Kimi K3 is Kimi’s most capable model to date, with 2.8 trillion parameters. Built on Kimi Delta Attention, a hybrid linear attention mechanism, and Attention Residuals, it offers native visual understanding and a 1M-token context window for frontier intelligence scenarios such as software engineering, knowledge work, and deep reasoning. In our evaluations, Kimi K3 delivers frontier-level performance. Among the models tested, its overall intelligence ranks second only to Claude Fable 5 and GPT-5.6 Sol. For the complete benchmark results, see our tech blog. The full model weights of Kimi K3 will be released in the coming days. More details on the architecture, training, and evaluation will be published together with the Kimi K3 technical report.

The 3-trillion-scale open-source model

Kimi K3 is the first open-source model to reach the 2.8-trillion-parameter scale. It is the latest step in Kimi’s continued push of model-scale boundaries: in 9 of the past 12 months, Kimi models have set new records for open-source model scale.

Kimi K3 is built on Kimi Delta Attention (KDA) and Attention Residuals (AttnRes). Both architectural updates are designed to help information flow more smoothly through longer sequences and deeper models. We also further increased the sparsity of the Mixture of Experts (MoE): with the Stable LatentMoE framework, the model efficiently activates 16 out of 896 experts. Together with improvements in training methodology and data recipes, these structural advances give K3 roughly 2.5x the overall scaling efficiency of K2, converting compute into capability more effectively.

Coding

Kimi K3 is our most capable coding model to date. It sustains progress on long-horizon software engineering tasks: understanding large codebases, operating the terminal, coordinating tool calls, inspecting runtime behavior, and recovering autonomously from failed attempts with minimal human intervention. K3 improves most notably on tasks that combine software engineering, visual understanding, and spatial reasoning. It can move back and forth between source code and rendered output, using screenshots, logs, test results, and runtime state to decide the next change. This makes K3 especially well suited for game development, frontend engineering, CAD workflows, and infrastructure optimization.

Knowledge work

K3 pushes the boundary of end-to-end knowledge work. On the GDPval-AA v2 leaderboard, Kimi K3 scores 1687. The benchmark evaluates AI models on real-world tasks across 44 occupations and 9 major industries; Kimi K3 ranks behind only Claude Fable 5 Max and GPT-5.6 Sol Max, and ahead of Claude Opus 4.8 Max at 1600. On AA-Briefcase, Kimi K3 scores 1527, ranking second among all models — behind only Claude Fable 5 Max and ahead of GPT-5.6 Sol Max (1495). AA-Briefcase is a private agentic knowledge-work benchmark developed by Artificial Analysis to evaluate frontier agentic capability in long-horizon knowledge work. Thanks to the 1M context window, in a single-agent setup Kimi K3 achieves a SOTA score of 91.2 on BrowseComp without context compression or additional context-management techniques, demonstrating outstanding capability on long-horizon, high-difficulty information-seeking tasks.

Get started

Playground

Get an API Key

The examples require Python 3.9+ and the OpenAI SDK. Install the SDK and initialize the client once; later Python examples reuse client.

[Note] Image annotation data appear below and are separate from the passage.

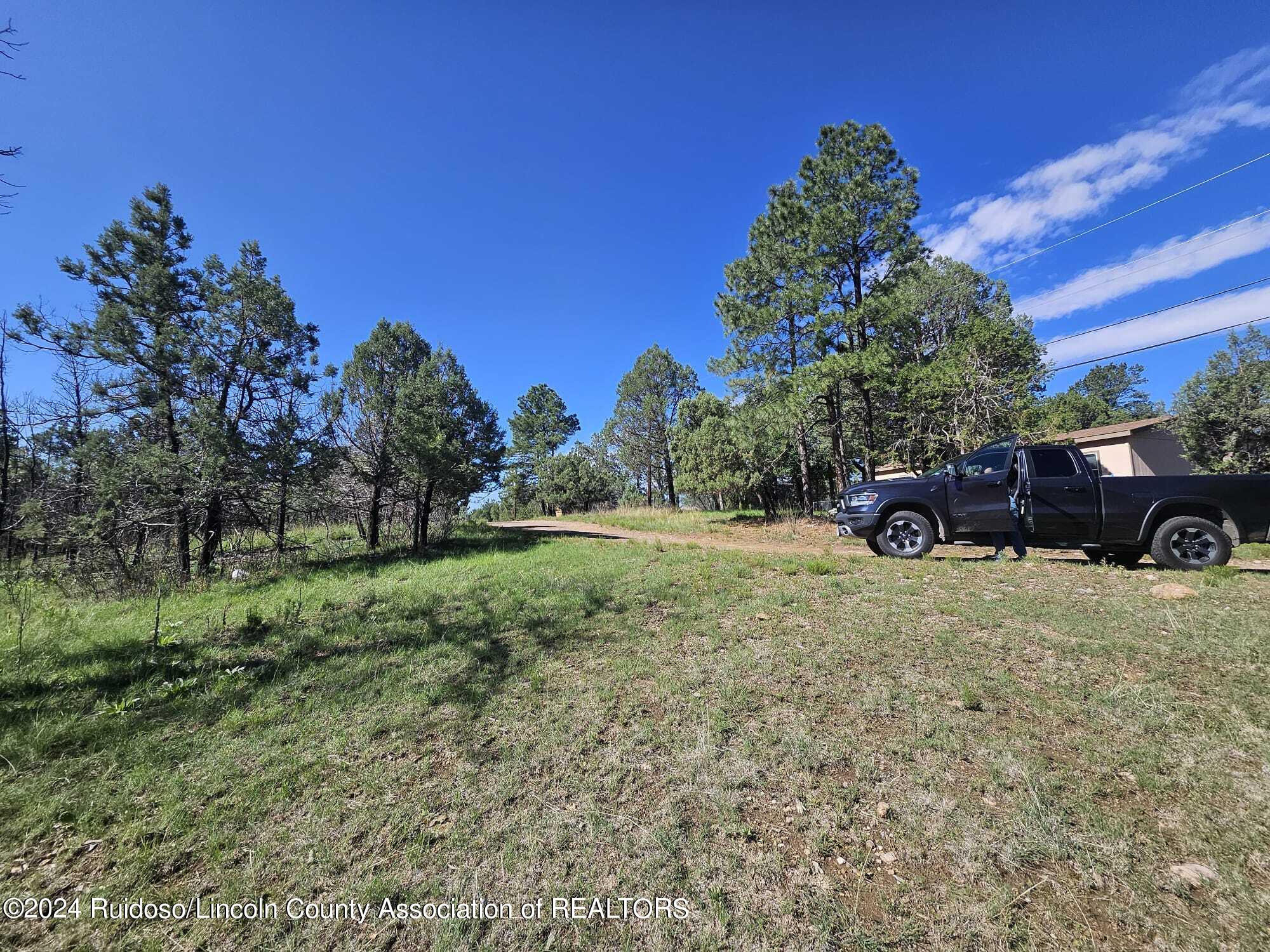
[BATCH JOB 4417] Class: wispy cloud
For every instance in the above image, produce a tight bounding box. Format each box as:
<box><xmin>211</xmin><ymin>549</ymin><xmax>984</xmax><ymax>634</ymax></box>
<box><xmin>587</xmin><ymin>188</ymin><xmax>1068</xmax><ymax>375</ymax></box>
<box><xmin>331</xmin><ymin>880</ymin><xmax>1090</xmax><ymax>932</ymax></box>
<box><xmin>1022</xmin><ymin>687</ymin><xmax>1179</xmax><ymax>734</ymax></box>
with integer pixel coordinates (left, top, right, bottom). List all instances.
<box><xmin>925</xmin><ymin>46</ymin><xmax>1270</xmax><ymax>267</ymax></box>
<box><xmin>1015</xmin><ymin>212</ymin><xmax>1270</xmax><ymax>321</ymax></box>
<box><xmin>1045</xmin><ymin>282</ymin><xmax>1270</xmax><ymax>366</ymax></box>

python3 -m pip install --upgrade 'openai>=1.0'

import os

from openai import OpenAI

client = OpenAI( api_key=os.environ["MOONSHOT_API_KEY"], base_url="https://api.moonshot.ai/v1", )

Basic call

Python

cURL

completion = client.chat.completions.create( model="kimi-k3", messages=[{"role": "user", "content": "Introduce Kimi K3 in one sentence."}], )

print(completion.choices[0].message.content)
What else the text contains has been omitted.